Report #12324
[tooling] find -exec runs commands sequentially causing slow batch operations; find -print0 \| xargs -0 fails on very large argument lists or complex parallel logic
Use \`fd pattern --type f -0 \| xargs -0 -P $\(nproc\) -I \{\} cmd \{\}\` for parallel, null-delimited safe file processing that saturates CPU cores while correctly handling filenames with spaces, quotes, or newlines
Journey Context:
Traditional \`find\` with \`-exec\` runs commands sequentially, creating a new process for each file, which is I/O-bound and slow. While \`find ... -print0 \| xargs -0\` solves the special-character handling problem, standard \`xargs\` without \`-P\` remains sequential.

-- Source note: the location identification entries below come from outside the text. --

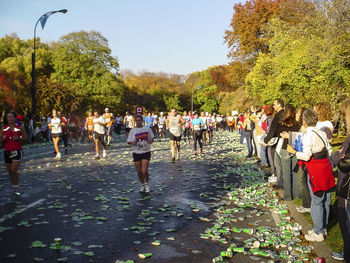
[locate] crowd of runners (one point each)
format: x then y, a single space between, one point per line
140 130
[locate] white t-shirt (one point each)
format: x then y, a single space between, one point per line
97 127
56 127
142 136
205 120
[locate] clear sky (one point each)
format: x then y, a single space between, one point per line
173 36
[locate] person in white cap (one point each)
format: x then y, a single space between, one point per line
109 122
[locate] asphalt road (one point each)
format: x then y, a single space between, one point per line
95 208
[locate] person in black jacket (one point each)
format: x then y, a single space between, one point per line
278 105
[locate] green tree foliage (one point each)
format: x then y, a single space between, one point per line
83 61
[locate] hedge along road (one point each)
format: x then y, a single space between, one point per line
95 208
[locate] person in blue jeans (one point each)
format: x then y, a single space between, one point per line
343 191
315 154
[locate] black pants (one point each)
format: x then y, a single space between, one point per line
197 137
118 128
343 219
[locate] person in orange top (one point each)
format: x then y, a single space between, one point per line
12 135
89 126
109 122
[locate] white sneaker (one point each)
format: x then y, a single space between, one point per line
324 232
314 237
147 189
303 210
142 190
16 191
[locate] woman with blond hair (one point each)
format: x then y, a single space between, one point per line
341 158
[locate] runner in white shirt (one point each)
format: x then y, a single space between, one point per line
205 127
174 125
141 137
99 132
161 125
128 123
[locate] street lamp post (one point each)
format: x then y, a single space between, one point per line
42 19
198 87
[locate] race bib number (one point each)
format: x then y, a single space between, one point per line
13 154
141 146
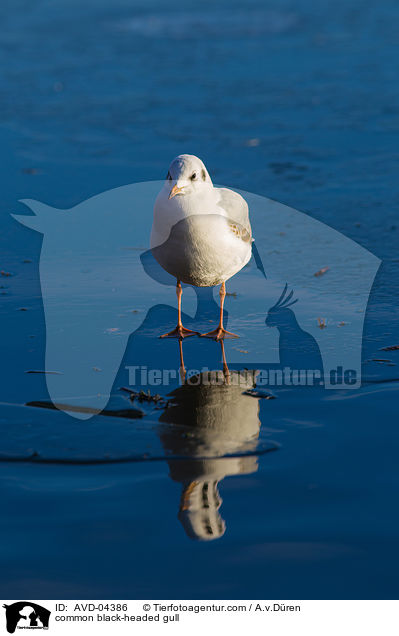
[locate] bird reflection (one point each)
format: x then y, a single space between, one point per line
216 429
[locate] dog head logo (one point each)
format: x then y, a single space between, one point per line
96 292
26 615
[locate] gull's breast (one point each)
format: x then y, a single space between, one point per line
204 250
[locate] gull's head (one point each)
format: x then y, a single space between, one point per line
187 175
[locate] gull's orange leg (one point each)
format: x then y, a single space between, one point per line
179 331
226 371
220 332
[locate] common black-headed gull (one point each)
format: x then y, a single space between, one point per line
201 235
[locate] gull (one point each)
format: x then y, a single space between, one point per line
201 235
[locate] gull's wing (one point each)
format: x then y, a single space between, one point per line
235 207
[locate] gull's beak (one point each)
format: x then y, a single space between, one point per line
175 190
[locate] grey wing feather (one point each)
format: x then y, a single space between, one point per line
236 208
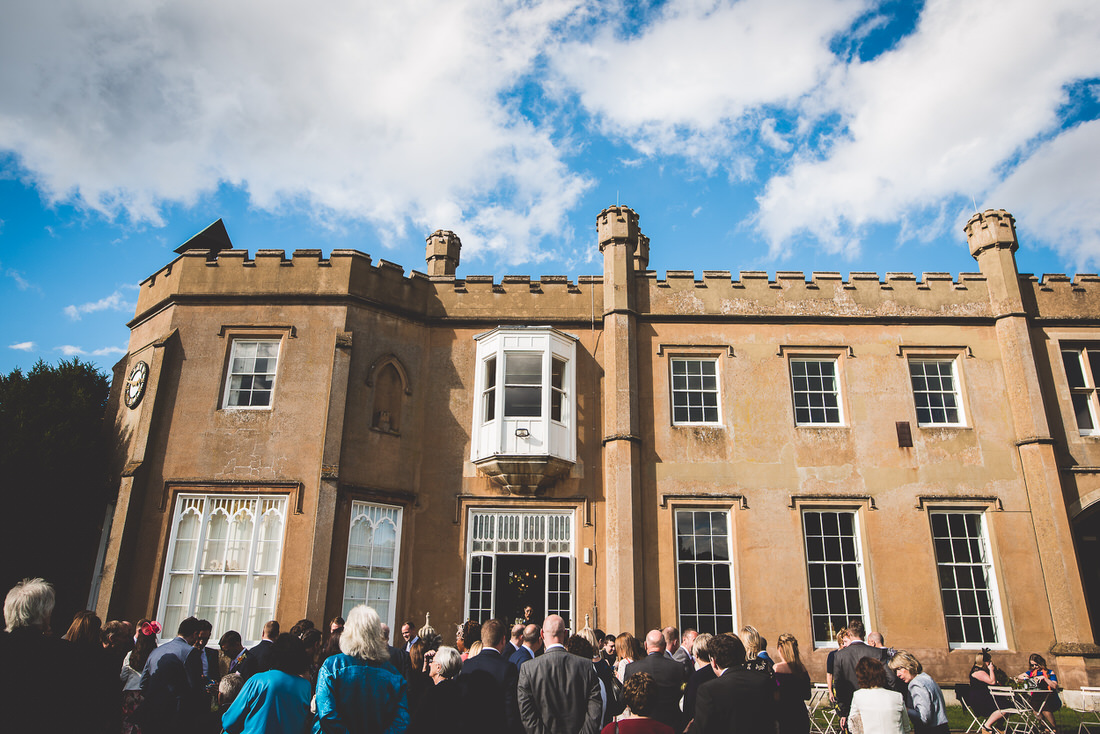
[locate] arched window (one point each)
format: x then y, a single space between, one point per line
391 385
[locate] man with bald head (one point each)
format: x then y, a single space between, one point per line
559 693
532 643
668 674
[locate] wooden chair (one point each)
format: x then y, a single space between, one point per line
1015 720
823 715
1090 707
961 691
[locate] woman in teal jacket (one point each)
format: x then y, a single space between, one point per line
359 691
275 701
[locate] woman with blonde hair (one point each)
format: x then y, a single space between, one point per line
626 653
794 688
754 645
926 708
359 691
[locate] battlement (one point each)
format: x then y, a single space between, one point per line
307 276
1058 296
823 294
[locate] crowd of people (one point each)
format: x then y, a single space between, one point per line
496 679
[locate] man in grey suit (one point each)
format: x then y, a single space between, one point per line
559 693
668 674
172 683
844 666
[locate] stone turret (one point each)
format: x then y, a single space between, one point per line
992 238
993 228
618 226
442 253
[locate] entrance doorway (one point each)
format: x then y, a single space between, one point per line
520 581
519 558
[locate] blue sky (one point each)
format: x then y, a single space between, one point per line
751 134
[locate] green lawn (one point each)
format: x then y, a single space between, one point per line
1066 719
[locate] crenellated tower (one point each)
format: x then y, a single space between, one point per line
442 253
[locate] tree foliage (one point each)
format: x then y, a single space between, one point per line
54 457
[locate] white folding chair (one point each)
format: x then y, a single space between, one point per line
1015 719
1030 705
1090 707
961 691
820 708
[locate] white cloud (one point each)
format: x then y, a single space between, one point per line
688 80
1057 199
941 117
396 113
21 282
116 302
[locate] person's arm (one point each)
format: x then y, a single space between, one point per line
704 707
906 725
922 703
400 721
528 712
986 675
328 718
854 720
595 705
232 721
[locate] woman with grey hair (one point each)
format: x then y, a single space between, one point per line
450 704
359 691
925 701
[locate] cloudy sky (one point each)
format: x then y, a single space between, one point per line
749 134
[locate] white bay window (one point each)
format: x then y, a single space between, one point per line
222 562
526 386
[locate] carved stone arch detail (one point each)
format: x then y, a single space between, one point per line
383 361
389 385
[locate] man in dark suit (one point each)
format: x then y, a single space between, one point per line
398 658
844 666
738 701
172 685
515 643
262 653
234 654
408 633
45 685
493 679
668 674
558 692
531 645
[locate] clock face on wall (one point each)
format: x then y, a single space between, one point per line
135 384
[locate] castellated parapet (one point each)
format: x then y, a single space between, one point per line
991 229
348 274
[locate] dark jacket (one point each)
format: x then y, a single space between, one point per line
493 680
559 693
669 676
844 671
737 702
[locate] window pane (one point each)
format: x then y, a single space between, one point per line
835 571
524 369
252 373
371 572
523 402
814 392
1074 372
703 571
965 579
694 391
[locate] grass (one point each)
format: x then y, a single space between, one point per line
1065 719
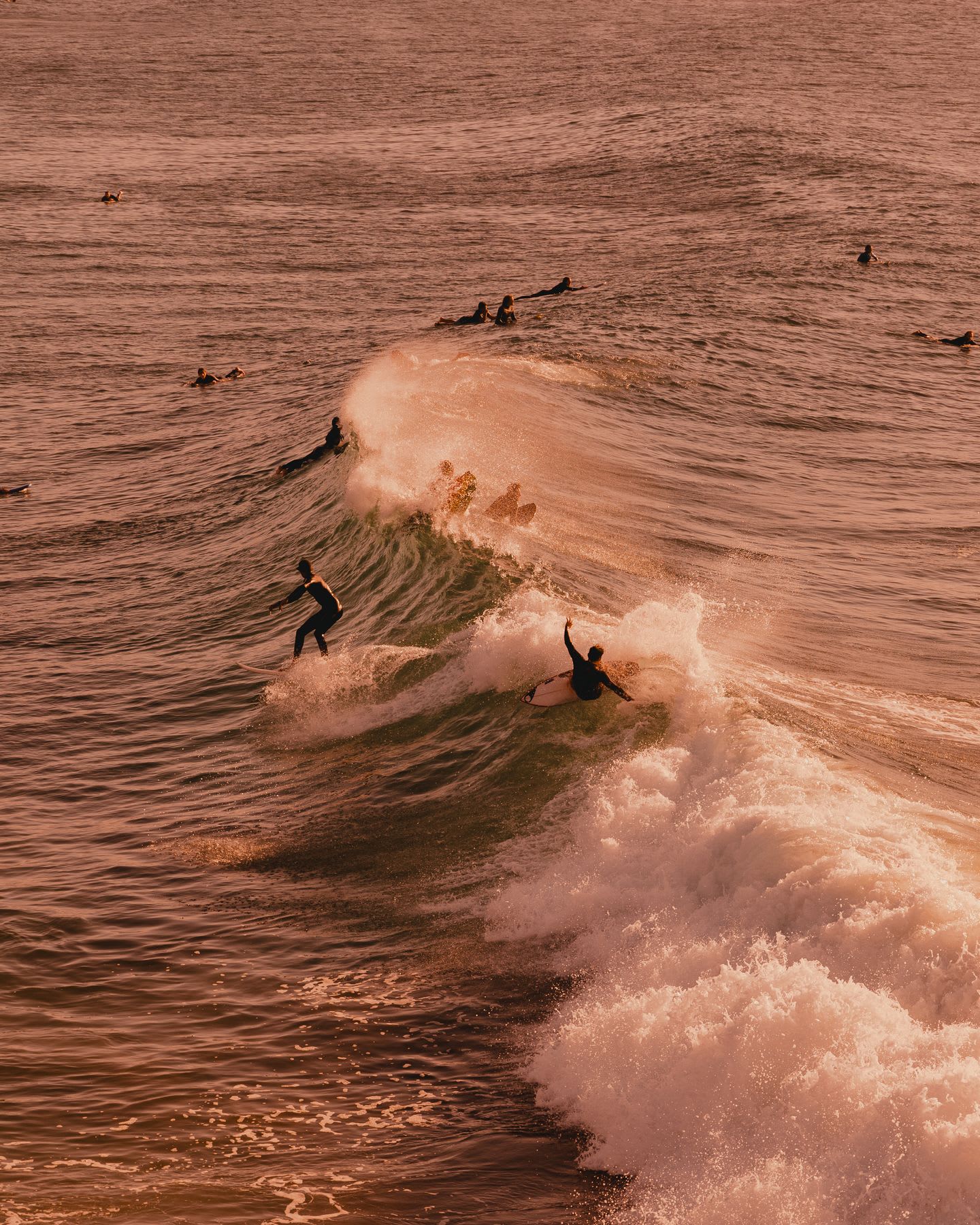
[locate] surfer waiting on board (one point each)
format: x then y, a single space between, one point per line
505 315
479 316
564 287
587 676
206 380
331 610
961 342
331 442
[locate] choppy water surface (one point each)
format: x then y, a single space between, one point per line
372 941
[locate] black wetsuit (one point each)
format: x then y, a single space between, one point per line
332 441
588 678
560 288
331 612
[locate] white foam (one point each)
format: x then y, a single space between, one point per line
511 647
782 1018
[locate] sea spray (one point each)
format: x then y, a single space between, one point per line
779 1007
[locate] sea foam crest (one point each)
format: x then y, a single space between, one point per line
781 1016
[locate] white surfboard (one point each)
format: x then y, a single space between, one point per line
263 672
555 691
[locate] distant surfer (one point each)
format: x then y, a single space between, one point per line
331 442
331 610
505 315
206 380
564 287
479 316
961 342
508 508
588 678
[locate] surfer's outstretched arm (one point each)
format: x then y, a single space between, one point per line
576 657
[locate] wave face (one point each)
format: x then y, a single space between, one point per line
779 1012
369 938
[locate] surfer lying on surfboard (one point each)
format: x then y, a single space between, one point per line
333 441
331 610
587 678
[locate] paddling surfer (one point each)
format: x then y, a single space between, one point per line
961 342
331 610
587 676
331 442
564 287
479 316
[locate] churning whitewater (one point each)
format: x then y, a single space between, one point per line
364 937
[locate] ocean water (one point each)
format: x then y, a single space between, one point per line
372 941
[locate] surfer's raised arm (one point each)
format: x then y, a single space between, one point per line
587 675
576 657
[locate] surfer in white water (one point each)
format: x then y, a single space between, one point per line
331 610
479 316
587 676
331 442
564 287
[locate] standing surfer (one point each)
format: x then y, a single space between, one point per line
587 676
331 610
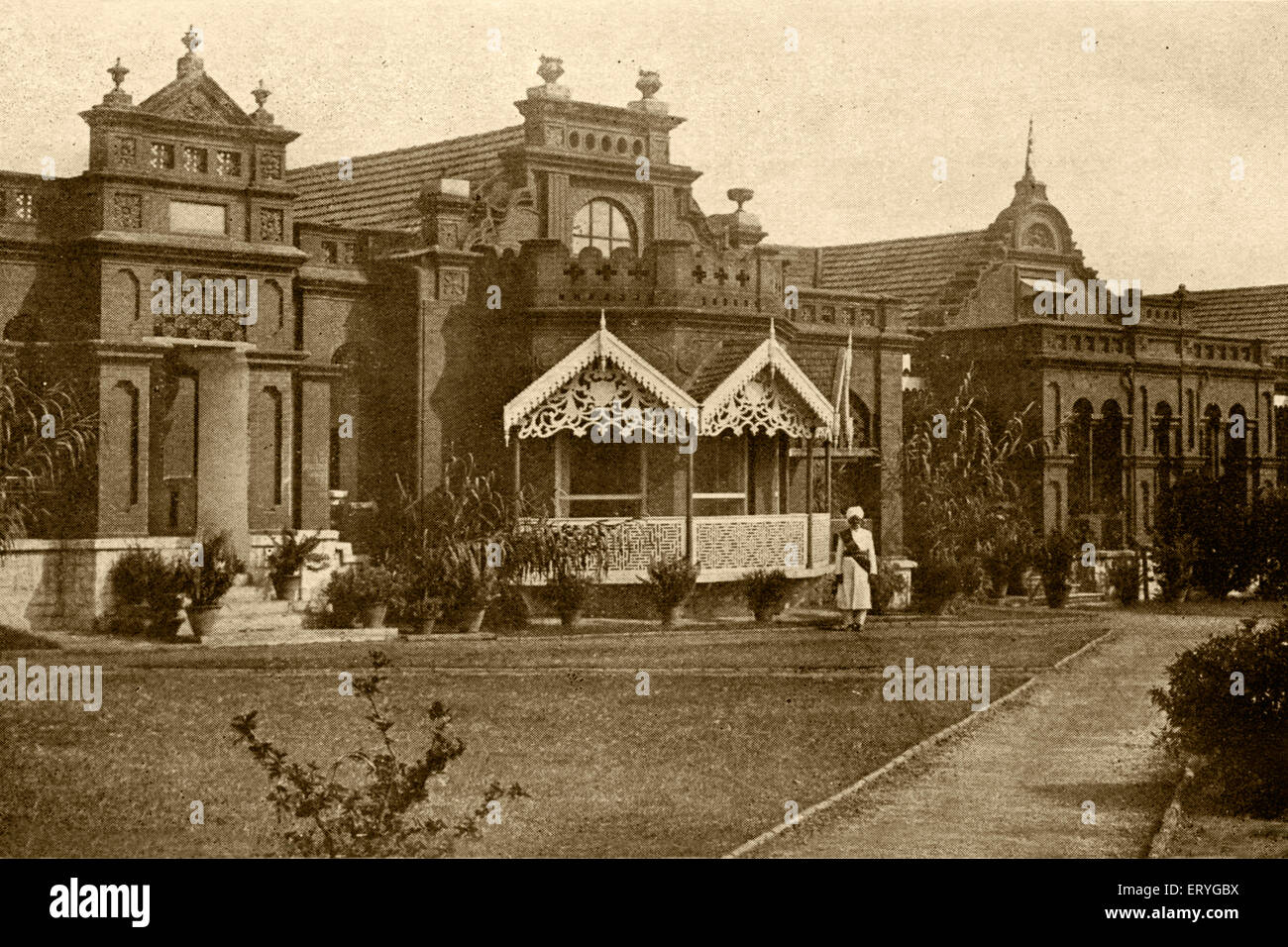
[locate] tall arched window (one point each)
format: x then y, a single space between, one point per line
604 226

The \`-P\` flag enables parallel execution, but combining this with \`-I\` \(replace-str\) traditionally caused performance issues in older xargs implementations due to \`-L 1\` implications. Modern GNU xargs handles \`-P -I\` efficiently. \`fd\` \(fd-find\) provides better defaults than \`find\`: it respects \`.gitignore\`, uses regex by default, provides colorized output, and crucially guarantees null-delimited output with \`-0\` that pairs perfectly with \`xargs -0\`. The combination \`fd ... -0 \| xargs -0 -P $\(nproc\) -I \{\} ...\` provides a robust pattern for CPU-intensive batch processing \(image conversion, code linting on thousands of files\) that safely handles any valid Unix filename while maximizing throughput.
⚠ Workarounds are unverified - always check before running. Confirmations show what worked for others, not a safety guarantee.